Interactive Bootstraps“Numbers in detail” →And the implementation

018cd6683e50d842e20577659cf19dd236e8cd8a
🐶
Add initial hexdump implementation
It is inspired by `xxd` but it doesn't yet do ASCII, only hexadecimal.
It is also not yet very interactive, requiring changing the source,
recompiling and re-running. But it does compile fast.

🐶

I recommend having a terminal open with gcc hexdump.c -o hexdump && ./hexdump typed in to compile and run it in one go. Then when you change the file, you can just switch over, press enter, and use the up arrow to get that text back. If that is too much effort, you could try using entr, something like echo hexdump.c | entr sh -c 'gcc hexdump.c -o hexdump && ./hexdump' should work.

⟨hexdump.c⟩≡

@@ -0,0+1,43@@
1
+#include "hexdump.h"

🐱

This presumably includes our header, what is the difference between the #include "..." and #include <...> lines? We have used the former on our own header, the latter on a system header, is that it?

🐶

Yes that’s the idea, you can add paths to either the user or system header locations, but the default system headers include the standard library and installed software (if it has headers), and the current directory is always searched for user files.

2
+
3
+#include <stddef.h>
4
+#include <stdint.h>

🐶

This includes the fixed width integer types. Previously we have used int, which is the “most optimal type for the platform”. Usually it is 32-bits, but it is not given. Whereas stdint.h includes types like int8_t, int16_t, int32_t and int64_t, which are defined to be 8, 16 and 32-bits. There are also unsigned counterparts uint8_t, uint16_t, uint32_t and uint64_t.
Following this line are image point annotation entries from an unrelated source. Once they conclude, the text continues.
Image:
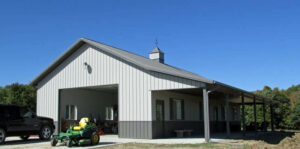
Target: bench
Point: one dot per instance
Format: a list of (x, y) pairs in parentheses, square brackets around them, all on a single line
[(180, 133)]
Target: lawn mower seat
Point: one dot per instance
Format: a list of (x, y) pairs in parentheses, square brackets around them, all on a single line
[(82, 123)]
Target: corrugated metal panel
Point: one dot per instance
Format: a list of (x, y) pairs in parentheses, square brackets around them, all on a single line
[(135, 84)]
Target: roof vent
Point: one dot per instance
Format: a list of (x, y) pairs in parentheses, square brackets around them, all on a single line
[(157, 55)]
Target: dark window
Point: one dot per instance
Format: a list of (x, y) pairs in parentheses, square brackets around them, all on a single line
[(216, 111), (1, 113), (201, 111), (13, 113), (223, 113), (176, 109)]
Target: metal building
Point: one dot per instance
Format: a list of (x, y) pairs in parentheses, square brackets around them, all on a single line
[(144, 96)]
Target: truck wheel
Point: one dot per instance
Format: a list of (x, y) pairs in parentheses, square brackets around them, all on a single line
[(25, 137), (2, 135), (95, 138), (69, 143), (45, 133), (53, 142)]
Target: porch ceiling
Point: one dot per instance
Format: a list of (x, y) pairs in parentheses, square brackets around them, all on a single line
[(220, 93)]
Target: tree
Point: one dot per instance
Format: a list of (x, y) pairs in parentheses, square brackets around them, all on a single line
[(294, 118)]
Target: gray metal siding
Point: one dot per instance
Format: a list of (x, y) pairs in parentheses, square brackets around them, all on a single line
[(135, 84)]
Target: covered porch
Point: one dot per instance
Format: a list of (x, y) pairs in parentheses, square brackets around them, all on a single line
[(215, 109)]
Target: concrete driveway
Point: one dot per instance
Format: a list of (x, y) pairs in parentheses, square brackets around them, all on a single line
[(105, 140), (35, 143)]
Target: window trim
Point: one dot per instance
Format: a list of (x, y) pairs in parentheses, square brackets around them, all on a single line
[(69, 111), (173, 114)]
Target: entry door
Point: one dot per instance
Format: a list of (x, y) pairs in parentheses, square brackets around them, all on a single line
[(160, 117)]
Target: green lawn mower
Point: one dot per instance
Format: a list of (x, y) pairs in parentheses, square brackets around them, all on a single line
[(86, 133)]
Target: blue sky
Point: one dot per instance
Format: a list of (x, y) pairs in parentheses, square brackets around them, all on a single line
[(247, 44)]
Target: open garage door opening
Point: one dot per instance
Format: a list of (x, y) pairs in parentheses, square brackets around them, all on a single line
[(99, 103)]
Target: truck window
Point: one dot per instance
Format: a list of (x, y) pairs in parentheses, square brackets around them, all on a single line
[(13, 113)]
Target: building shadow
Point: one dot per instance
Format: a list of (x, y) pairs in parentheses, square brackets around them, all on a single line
[(20, 142)]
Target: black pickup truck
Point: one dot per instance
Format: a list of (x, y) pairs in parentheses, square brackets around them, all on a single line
[(18, 121)]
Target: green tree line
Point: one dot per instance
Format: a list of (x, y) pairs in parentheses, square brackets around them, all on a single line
[(286, 109)]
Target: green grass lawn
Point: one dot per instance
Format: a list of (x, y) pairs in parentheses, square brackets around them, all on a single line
[(173, 146)]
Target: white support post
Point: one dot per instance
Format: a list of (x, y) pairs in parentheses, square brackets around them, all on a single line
[(227, 116), (206, 115)]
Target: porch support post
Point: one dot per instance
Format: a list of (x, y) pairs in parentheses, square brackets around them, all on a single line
[(264, 115), (243, 115), (254, 108), (272, 117), (206, 115), (227, 116)]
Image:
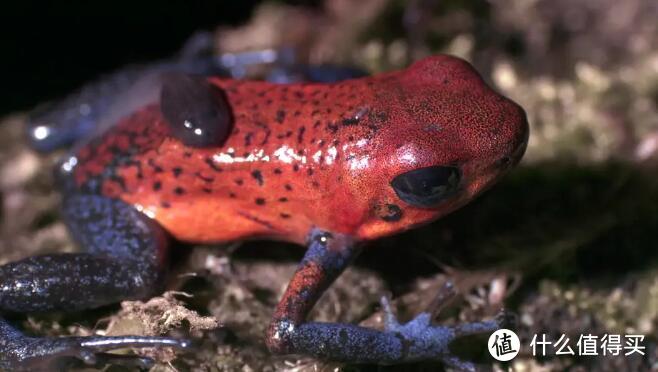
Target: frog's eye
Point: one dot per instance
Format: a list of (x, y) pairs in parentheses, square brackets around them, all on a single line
[(426, 187), (196, 111)]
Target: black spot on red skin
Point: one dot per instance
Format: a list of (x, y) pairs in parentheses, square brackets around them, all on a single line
[(204, 178), (212, 165), (156, 168), (258, 176)]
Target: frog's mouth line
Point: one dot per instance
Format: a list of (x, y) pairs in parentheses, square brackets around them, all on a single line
[(257, 220)]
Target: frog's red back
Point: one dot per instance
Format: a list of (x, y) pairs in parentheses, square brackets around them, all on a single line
[(306, 155)]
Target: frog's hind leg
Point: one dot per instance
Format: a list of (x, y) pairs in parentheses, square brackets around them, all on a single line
[(124, 258), (290, 332)]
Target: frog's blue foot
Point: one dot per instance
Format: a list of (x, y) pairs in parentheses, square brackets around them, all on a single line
[(19, 352), (125, 255), (429, 339), (290, 333)]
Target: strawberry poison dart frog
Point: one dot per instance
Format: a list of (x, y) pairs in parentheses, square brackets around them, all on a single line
[(328, 165)]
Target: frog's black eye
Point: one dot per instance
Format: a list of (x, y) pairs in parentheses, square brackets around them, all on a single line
[(426, 187), (196, 111)]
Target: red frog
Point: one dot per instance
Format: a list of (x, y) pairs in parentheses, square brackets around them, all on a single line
[(331, 166)]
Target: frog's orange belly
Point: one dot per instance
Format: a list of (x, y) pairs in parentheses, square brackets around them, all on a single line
[(213, 220)]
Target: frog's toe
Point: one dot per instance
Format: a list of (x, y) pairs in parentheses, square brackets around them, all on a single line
[(59, 354), (424, 338)]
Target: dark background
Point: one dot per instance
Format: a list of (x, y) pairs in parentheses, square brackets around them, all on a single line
[(50, 48)]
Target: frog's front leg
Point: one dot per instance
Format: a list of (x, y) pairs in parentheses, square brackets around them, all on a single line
[(290, 332), (124, 258)]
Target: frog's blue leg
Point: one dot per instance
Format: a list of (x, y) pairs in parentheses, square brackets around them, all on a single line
[(290, 332), (124, 258)]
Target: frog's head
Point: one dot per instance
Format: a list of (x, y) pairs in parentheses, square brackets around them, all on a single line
[(448, 137)]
Unsigned means not negative, so zero or higher.

🐱

And I recall a bit being either 0 or 1, so an 8-bit integer is 0000 0000, 0000 0001, 0000 0010, 0000 0011, …, 1111 1110, 1111 1111. Just a second, that’s from zero to 27 + 26 + 25 + 24 + 23 + 22 + 21 + 20, evaluating the exponentials it is 128 + 64 + 32 + 16 + 8 + 4 + 2 + 1, which adds up to 255. Or at least 255 possible values, if we have signed integers then some of those values are going to be negative I assume.
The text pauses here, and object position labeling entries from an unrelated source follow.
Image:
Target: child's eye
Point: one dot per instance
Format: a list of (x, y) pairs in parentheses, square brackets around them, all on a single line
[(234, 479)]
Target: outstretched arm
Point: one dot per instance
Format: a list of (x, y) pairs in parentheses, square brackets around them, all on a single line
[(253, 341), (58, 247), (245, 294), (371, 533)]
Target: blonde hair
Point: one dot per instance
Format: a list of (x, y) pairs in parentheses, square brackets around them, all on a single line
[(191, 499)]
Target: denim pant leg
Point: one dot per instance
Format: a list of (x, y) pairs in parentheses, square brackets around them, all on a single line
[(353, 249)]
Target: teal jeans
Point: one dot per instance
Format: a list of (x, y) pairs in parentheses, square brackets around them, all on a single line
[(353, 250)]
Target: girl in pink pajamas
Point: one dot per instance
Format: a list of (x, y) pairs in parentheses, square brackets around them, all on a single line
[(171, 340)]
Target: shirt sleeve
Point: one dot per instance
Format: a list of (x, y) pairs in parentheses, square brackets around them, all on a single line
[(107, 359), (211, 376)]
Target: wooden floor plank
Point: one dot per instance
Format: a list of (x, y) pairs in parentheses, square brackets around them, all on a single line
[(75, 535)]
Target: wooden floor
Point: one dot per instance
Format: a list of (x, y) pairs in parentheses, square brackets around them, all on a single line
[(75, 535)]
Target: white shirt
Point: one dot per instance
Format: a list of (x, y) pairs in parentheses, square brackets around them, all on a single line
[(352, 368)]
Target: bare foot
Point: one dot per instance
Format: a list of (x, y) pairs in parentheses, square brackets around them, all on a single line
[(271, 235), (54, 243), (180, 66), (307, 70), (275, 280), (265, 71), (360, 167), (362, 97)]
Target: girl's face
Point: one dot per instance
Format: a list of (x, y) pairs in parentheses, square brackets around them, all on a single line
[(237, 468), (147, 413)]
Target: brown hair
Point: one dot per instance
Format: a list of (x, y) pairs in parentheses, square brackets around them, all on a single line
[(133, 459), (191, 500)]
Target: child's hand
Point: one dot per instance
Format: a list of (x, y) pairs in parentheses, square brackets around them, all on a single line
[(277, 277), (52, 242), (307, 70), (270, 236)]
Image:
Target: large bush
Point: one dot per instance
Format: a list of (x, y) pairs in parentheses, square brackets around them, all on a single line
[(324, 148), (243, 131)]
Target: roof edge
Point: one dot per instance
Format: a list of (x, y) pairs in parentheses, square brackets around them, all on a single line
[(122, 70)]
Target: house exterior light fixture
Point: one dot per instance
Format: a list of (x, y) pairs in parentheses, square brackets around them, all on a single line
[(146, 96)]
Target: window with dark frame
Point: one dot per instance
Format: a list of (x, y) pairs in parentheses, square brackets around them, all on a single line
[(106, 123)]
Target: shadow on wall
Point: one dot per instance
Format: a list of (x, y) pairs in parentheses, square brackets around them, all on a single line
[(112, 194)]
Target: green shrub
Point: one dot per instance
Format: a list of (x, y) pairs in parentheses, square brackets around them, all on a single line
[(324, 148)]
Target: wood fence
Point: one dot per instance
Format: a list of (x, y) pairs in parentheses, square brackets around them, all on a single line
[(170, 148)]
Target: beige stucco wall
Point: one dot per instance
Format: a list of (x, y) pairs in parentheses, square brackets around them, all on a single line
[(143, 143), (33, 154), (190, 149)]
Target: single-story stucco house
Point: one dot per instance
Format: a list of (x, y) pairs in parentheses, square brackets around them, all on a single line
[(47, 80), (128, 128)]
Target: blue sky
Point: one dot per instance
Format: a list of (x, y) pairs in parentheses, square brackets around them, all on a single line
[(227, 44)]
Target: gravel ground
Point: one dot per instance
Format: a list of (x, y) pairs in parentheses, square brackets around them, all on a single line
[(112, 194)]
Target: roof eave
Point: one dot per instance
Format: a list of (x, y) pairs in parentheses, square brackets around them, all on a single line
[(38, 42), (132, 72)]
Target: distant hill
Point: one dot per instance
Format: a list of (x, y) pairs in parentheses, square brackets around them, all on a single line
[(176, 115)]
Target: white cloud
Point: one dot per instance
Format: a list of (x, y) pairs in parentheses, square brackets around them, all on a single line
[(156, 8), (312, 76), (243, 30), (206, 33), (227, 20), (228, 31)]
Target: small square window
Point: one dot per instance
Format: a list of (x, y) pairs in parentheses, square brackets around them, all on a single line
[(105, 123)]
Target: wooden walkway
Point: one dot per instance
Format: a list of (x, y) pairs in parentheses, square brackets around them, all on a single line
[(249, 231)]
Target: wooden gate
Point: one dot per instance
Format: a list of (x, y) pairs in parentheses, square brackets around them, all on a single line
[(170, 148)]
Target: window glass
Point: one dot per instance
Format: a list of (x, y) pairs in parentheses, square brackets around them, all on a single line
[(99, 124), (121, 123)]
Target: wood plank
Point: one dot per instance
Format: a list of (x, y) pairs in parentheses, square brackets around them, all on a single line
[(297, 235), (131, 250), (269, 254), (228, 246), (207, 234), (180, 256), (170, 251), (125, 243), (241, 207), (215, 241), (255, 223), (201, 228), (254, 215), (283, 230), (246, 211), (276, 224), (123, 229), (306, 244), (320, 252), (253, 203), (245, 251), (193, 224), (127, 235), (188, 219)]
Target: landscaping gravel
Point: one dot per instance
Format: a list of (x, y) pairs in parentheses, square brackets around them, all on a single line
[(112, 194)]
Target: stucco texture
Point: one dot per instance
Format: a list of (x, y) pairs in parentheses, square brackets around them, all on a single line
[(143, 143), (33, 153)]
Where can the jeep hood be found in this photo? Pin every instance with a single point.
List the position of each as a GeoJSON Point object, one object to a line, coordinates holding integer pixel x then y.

Also, I recall that a byte is another word for an 8-bit value.

5
+#include <stdio.h>
6
+
7
+void hexdump(const void *data, size_t len) {

🐶

For reference, if you run the program, you get the following output:

x
00000000: 0100 0000
y
00000000: 3412 0000
z
00000000: ffff ffff
s
00000000: 4865 6c6c 6f2c 2077 6f72 6c64 00
t
00000000: 1a20 4000 0000 0000

Here x, y, z, s and t are just the variables we are dumping, it is the lines below each that are the outputs of this hexdump function.

8
+	const uint8_t *bytes = data;

🐱

Ah yes you mentioned that a pointer to a void can be cast to a pointer to a different type. And bytes make a natural unit of length as they are the smallest integer type. And handily two hexadecimal digits make up a byte, with a one hexadecimal unit (4-bit) number being called a nibble.

🐘

Though historically for computers where a byte was a multiple of 3-bits, the octal number format was more handy.

One example of such is the PDP-8, which came in a wonderful 1960s orange look (its successor the PDP-12 had a green colour scheme). Not to be confused with the purple PDP-11, which was the computer for which the original C compiler was written for, and the PDP-11 also had the first release of Unix.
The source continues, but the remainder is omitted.